I’m a huge animal person and have three cats myself, but unlike my mother, I know the difference between caring for animals, and a manic need to protect them at any cost.
During my last visit to my mother’s house, I was vacuuming when I found a cluster of dead wasps, their bodies cobblestones on the hardwood floor under the front window. The surviving wasps’ buzzed around the windowpane and clung to the sheer curtains framing the window as if their lives depended on it.
Their wasp’s hive may have been on the outside of the house, but they instinctively knew they were much safer living inside my mother’s house.
“You have wasps,” I told my mother.
“They don’t bother me, and I don’t bother them,” my mother said as if gearing up for a fight. “I rarely use that room anyway. We can all co-habitat together.”
My mother wasn’t being contrary; she truly feels as if she’s required to be a warm and gracious host to her animal and insect friends. I wondered if she’d feel as magnanimous if her dog or one of her cats got bitten.
The Bouvier Beales drew the line at housing anything with a stinger.
The house my mother lives in has little furniture, is freezing in the winter, and scratching hot in the summer. She’s uninterested in how her human houseguests react to extreme weather.

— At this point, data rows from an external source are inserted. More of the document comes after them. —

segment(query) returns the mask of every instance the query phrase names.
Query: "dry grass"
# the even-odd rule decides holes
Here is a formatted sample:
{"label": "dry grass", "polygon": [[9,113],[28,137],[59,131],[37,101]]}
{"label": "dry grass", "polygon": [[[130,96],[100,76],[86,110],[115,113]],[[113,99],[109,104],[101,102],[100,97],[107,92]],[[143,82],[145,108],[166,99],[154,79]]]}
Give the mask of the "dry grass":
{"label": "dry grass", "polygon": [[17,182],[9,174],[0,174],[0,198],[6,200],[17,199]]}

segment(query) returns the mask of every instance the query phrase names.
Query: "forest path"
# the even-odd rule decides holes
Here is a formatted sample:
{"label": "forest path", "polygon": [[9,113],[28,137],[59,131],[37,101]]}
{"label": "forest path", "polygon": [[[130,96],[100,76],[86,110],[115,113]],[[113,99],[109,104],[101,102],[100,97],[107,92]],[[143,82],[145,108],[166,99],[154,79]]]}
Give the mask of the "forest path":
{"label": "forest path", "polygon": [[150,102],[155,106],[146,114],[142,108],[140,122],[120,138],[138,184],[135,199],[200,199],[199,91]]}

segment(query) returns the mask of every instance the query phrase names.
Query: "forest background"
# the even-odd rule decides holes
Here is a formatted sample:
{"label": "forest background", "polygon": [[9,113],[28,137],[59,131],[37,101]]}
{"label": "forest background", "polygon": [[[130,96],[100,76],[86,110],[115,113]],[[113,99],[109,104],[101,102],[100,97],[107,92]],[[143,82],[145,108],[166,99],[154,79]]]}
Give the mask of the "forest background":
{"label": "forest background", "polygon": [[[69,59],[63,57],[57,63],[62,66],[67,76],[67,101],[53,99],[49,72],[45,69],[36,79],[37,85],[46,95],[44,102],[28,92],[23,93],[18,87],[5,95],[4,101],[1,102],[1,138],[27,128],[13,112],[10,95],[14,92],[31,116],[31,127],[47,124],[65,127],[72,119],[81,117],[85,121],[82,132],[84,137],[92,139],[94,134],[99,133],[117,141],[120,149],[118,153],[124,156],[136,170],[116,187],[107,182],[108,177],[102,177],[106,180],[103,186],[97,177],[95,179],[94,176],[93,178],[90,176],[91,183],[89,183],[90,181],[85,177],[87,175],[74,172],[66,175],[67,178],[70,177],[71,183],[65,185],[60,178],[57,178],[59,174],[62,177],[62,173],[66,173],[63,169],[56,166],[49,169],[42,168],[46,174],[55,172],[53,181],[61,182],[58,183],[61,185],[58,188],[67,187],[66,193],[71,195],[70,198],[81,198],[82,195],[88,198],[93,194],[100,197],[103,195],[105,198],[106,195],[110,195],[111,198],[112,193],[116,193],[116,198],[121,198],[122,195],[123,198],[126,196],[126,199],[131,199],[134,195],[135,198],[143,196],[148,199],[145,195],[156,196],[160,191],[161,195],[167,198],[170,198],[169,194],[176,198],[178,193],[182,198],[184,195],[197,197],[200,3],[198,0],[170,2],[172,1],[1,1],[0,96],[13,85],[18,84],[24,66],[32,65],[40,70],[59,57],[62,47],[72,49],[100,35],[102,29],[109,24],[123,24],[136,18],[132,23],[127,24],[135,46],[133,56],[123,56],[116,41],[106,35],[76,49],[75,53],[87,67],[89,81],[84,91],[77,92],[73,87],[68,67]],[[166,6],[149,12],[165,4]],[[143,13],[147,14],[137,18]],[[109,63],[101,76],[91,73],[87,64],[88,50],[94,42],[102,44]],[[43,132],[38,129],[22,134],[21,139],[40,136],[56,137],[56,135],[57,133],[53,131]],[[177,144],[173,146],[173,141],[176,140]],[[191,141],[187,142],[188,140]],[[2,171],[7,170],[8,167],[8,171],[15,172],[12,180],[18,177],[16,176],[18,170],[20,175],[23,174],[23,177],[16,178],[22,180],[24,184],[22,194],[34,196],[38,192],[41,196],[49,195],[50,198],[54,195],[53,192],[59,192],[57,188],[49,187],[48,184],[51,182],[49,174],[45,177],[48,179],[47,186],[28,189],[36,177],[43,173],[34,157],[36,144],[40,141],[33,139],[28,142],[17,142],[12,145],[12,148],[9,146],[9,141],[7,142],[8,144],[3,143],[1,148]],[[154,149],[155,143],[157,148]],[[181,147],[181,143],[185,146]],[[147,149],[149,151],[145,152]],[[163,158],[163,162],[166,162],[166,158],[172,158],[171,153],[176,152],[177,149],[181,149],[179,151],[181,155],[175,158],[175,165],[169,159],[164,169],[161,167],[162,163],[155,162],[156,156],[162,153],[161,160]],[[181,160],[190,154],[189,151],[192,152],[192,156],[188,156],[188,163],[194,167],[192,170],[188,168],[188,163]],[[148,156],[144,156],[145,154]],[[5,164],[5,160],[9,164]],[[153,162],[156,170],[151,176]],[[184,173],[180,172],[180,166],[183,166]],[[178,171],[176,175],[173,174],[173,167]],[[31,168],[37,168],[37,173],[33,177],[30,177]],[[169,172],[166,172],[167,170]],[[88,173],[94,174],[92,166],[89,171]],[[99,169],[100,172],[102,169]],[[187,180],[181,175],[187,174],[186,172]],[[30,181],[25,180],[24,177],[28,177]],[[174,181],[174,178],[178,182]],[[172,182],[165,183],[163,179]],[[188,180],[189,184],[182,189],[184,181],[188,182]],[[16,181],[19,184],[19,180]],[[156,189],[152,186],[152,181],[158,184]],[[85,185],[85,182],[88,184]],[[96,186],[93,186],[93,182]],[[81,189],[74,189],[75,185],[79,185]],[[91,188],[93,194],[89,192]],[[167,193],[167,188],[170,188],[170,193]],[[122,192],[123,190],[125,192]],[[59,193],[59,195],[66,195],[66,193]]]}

She’s furious if anyone tries to sneak in an electric fan when the weather reaches triple digits.
“In the evening, a breeze comes off the river and cools everything down,” my mother explains when asked what she does to stay cool.

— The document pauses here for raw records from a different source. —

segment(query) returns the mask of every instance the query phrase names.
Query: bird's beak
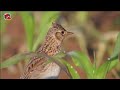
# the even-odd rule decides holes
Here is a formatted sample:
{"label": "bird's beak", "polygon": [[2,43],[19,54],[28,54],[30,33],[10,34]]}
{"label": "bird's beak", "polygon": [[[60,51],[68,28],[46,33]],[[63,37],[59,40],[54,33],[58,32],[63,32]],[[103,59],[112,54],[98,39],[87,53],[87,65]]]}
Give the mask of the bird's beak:
{"label": "bird's beak", "polygon": [[67,32],[67,36],[74,34],[73,32]]}

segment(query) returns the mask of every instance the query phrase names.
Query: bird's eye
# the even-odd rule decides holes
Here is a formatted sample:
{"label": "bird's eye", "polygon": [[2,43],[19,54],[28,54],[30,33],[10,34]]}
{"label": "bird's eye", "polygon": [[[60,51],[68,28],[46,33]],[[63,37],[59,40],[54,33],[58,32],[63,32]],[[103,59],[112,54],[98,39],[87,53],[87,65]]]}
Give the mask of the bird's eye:
{"label": "bird's eye", "polygon": [[64,32],[64,31],[62,31],[61,33],[62,33],[62,35],[64,35],[64,34],[65,34],[65,32]]}

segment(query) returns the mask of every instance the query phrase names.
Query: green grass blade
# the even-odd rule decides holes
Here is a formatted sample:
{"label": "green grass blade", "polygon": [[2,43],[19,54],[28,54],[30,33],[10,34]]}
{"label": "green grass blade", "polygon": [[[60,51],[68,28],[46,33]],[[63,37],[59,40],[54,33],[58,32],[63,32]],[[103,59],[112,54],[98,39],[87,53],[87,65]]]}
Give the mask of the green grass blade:
{"label": "green grass blade", "polygon": [[95,78],[105,78],[107,72],[114,68],[119,62],[118,60],[119,53],[120,53],[120,33],[117,36],[113,54],[106,63],[104,63],[97,69]]}
{"label": "green grass blade", "polygon": [[33,51],[35,51],[38,45],[42,43],[52,22],[57,20],[57,18],[59,17],[59,14],[60,12],[57,12],[57,11],[43,12],[43,16],[42,16],[41,23],[40,23],[39,34],[33,46]]}
{"label": "green grass blade", "polygon": [[96,79],[103,79],[105,78],[107,71],[108,71],[108,66],[110,65],[110,61],[107,61],[103,65],[101,65],[95,72],[94,78]]}
{"label": "green grass blade", "polygon": [[95,77],[97,79],[104,79],[107,75],[107,73],[114,68],[117,63],[119,62],[118,59],[113,60],[113,61],[107,61],[106,63],[102,64],[95,73]]}
{"label": "green grass blade", "polygon": [[72,51],[69,53],[69,55],[72,57],[72,60],[82,69],[85,70],[88,78],[93,77],[93,66],[90,62],[89,58],[82,52],[79,51]]}
{"label": "green grass blade", "polygon": [[119,54],[120,54],[120,32],[118,33],[115,48],[113,54],[110,57],[110,60],[117,59]]}
{"label": "green grass blade", "polygon": [[21,12],[20,14],[25,26],[28,50],[32,51],[34,35],[34,19],[30,12]]}
{"label": "green grass blade", "polygon": [[78,72],[73,68],[72,65],[70,65],[68,62],[66,62],[65,60],[61,59],[59,60],[60,62],[62,62],[64,65],[67,66],[71,76],[72,76],[72,79],[80,79],[80,76],[78,74]]}
{"label": "green grass blade", "polygon": [[[7,68],[11,65],[14,65],[14,64],[17,64],[18,62],[22,61],[22,60],[25,60],[25,59],[30,59],[34,56],[37,56],[37,57],[46,57],[45,54],[38,54],[38,53],[34,53],[34,52],[29,52],[29,53],[23,53],[23,54],[17,54],[17,55],[14,55],[12,57],[10,57],[9,59],[3,61],[2,63],[0,63],[0,68]],[[49,58],[49,57],[48,57]]]}
{"label": "green grass blade", "polygon": [[11,65],[17,64],[19,61],[24,60],[26,55],[24,54],[17,54],[13,57],[10,57],[9,59],[5,60],[4,62],[1,63],[0,68],[7,68]]}
{"label": "green grass blade", "polygon": [[108,68],[108,72],[113,69],[117,64],[119,63],[119,59],[114,59],[113,61],[110,62],[110,66]]}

It doesn’t matter to her the CPAP machine I use to sleep doesn’t function if it gets too hot or cold. It hurts knowing my mother would care more about my wellbeing if I had fur or more than two legs.
She uses her ex-breakfast room as a shelter so her outside cats can come in from the rain. She tried to jerry-rig the door with an open umbrella as a deterrent to keep the water out, and the cats in, but it didn’t work. Now the room is covered in mud, fur, vomit, and other unappetizing substances.
I’m all for giving her stray and feral cats, food, water, and shelter, but giving them a room to do with how they please — is excessive.
The documentary of Grey Gardens spawned a movie, a musical, other documentaries such as That Summer, and several books, and I would be lying if I didn’t admit my mother inspires me with her peculiarities.
I’m able to care about humans, which I’m not sure the women in Grey Gardens or my mother can do.
When psychopathy goes unchecked and untreated, it resembles a weed that covers the land and suffocates the plants in its path until it’s the only creature that survives.
My mother insists on living on her own, and she’s aware enough to stand her ground. She has a caregiver, neighbors who check in with her, and occasionally family, but her life revolves around her animals and insects, and she admits they are keeping her alive.
When Grey Gardens first came out, people had a difficult time believing it was non-fiction. If my mother’s neighbors hadn’t seen her house for themselves, they might think everything they heard about the eccentric old lady living on their street was fiction.